Entro en una peluquería del barrio de Horta. Podríamos estar en cualquier barrio periférico de cualquier otra gran ciudad de España. La puerta está abierta de par en par, con la ilusa pretensión de que corra un poco de aire. Hay dos peluqueras de unos 40 años y tres clientas, entre ellas una señora mayor. Les pregunto a ver si tienen un hueco y me dicen que en media hora. Les contesto que bien, que estaré en el bar de enfrente tomando un café en la terraza y que en media hora vuelvo. No me hace esperar tanto. A los 15 minutos una de las peluqueras viene a por mi.
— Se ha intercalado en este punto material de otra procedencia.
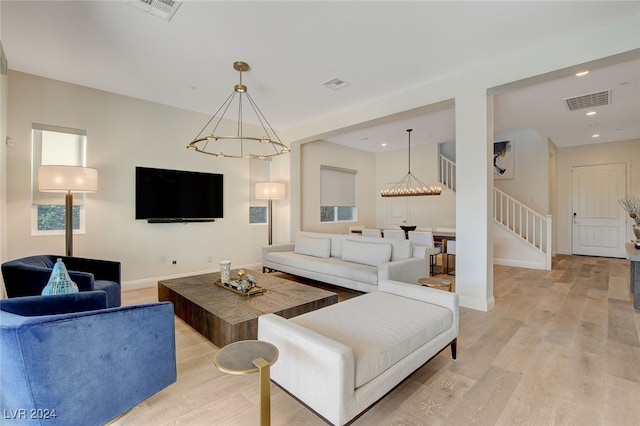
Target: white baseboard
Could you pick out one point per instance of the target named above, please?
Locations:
(477, 304)
(519, 263)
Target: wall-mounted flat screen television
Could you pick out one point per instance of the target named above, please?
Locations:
(164, 196)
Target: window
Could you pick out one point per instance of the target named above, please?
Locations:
(337, 195)
(53, 145)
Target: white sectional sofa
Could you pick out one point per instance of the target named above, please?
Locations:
(346, 260)
(341, 359)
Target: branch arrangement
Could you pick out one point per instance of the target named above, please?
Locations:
(631, 205)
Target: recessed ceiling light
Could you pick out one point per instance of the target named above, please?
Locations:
(335, 83)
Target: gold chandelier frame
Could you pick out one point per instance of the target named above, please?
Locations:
(205, 143)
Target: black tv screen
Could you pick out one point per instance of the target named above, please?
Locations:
(178, 196)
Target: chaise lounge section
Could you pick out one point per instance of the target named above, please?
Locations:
(341, 359)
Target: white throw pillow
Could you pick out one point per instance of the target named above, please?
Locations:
(317, 247)
(366, 253)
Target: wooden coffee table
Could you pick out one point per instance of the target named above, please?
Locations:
(225, 317)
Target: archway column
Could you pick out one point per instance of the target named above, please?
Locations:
(474, 181)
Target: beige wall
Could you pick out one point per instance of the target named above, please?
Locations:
(530, 184)
(123, 133)
(313, 155)
(3, 165)
(627, 152)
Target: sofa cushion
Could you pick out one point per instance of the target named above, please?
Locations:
(395, 327)
(400, 249)
(336, 240)
(318, 247)
(331, 267)
(366, 253)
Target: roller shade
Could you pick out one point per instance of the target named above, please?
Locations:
(337, 187)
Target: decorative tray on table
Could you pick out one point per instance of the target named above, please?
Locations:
(236, 285)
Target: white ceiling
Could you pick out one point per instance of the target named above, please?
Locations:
(379, 48)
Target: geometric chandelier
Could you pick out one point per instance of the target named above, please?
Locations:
(409, 185)
(236, 143)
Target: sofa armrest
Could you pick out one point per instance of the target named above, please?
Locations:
(425, 294)
(406, 270)
(328, 365)
(55, 304)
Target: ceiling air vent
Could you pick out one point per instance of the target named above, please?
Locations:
(335, 84)
(590, 100)
(164, 9)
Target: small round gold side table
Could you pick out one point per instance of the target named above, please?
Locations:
(251, 356)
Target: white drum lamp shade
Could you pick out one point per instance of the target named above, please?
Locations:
(68, 180)
(269, 191)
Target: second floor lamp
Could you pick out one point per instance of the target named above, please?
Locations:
(68, 180)
(270, 191)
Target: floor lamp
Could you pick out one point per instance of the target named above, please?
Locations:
(67, 180)
(270, 191)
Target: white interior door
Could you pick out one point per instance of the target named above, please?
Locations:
(598, 220)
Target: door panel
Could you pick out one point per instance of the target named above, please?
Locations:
(598, 220)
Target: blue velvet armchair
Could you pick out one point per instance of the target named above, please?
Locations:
(66, 360)
(29, 275)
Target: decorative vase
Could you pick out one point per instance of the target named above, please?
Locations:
(225, 271)
(59, 281)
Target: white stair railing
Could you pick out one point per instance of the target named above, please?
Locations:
(447, 173)
(529, 225)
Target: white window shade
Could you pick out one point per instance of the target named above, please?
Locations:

¡Cómo me gustan estas peluquerías de barrio: marujanudas, pequeñas, sin aire acondicionado, en las que se habla de todo sin conciencia de lo políticamente correcto y además, te cortan el pelo bien y barato! Estas peluquerías son uno de los últimos reductos de la libertad de palabra de este mundo, especialmente después de que las peluquerías masculinas fueran copadas por los hipsters.
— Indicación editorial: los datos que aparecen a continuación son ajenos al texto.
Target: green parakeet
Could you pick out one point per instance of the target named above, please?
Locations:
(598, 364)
Me siento ante un espejo a la izquierda de la señora mayor, a la que no le acaba de gustar cómo la están dejando. La peluquera que la atiende intenta justificar lo que hace diciéndole que al ir perdiendo pelo por delante, es mejor echarle un poco del centro sobre la frente. La señora mayor no contesta pero es evidente que no se siente cómoda con la imagen de sí misma que ve en el espejo. "Yo siempre me he peinado de la misma manera", me dice a mi. "¿A usted le parece que tengo poco pelo?". "¡Yo la encuentro guapísima!", le digo, sin miedo de que me expulsen de allí por machista, como a Francisco Ayala de la universidad a la que a lo largo de su vida ha donado más de un millón de dólares.
La mujer me toma confianza y me cuenta que cuando su hija se va "a vete tú a hacer qué", la trae a la peluquería y aquí la deja hasta que viene a buscarla. "Mejor eso que abandonarla en urgencias de Vall de Hebrón", le dice una peluquera. El Hospital de Vall de Hebrón está aquí mismo. "Eso sí", acepta la anciana. "Pero a mi no me gusta este corte de pelo, y después dicen que el que paga manda". La peluquera sigue en sus trece y le dice que así es como está bien. "Vendrá a por mí cuando le parezca, que nunca tiene prisa en estos casos", se me lamenta la mujer, refiriéndose a su hija.
Las dos peluqueras y una clienta que acaba de entrar comienzan a hablar de sus hijas adolescentes. "De los 12 a los 14 son tonterías, que cansan, pero son tonterías, pero a partir de los 14, no. ¡De tonterías nada!". "Tranquilícese, señora", le digo. "¿Qué me tranquilice?", me pregunta. "Sí, que la adolescencia no dura para siempre, para los 30 años se supera". Se echan a reír y comienzan a nombrar casos de adolescentes de 30 años que andan por el barrio "al buen tun-tún".
Me acaban de cortar el pelo. 5 euros. Antes de salir, me despido de la anciana, a la que han dejado como la peluquera ha querido. "¡Aún tardará un rato en venir!", me dice.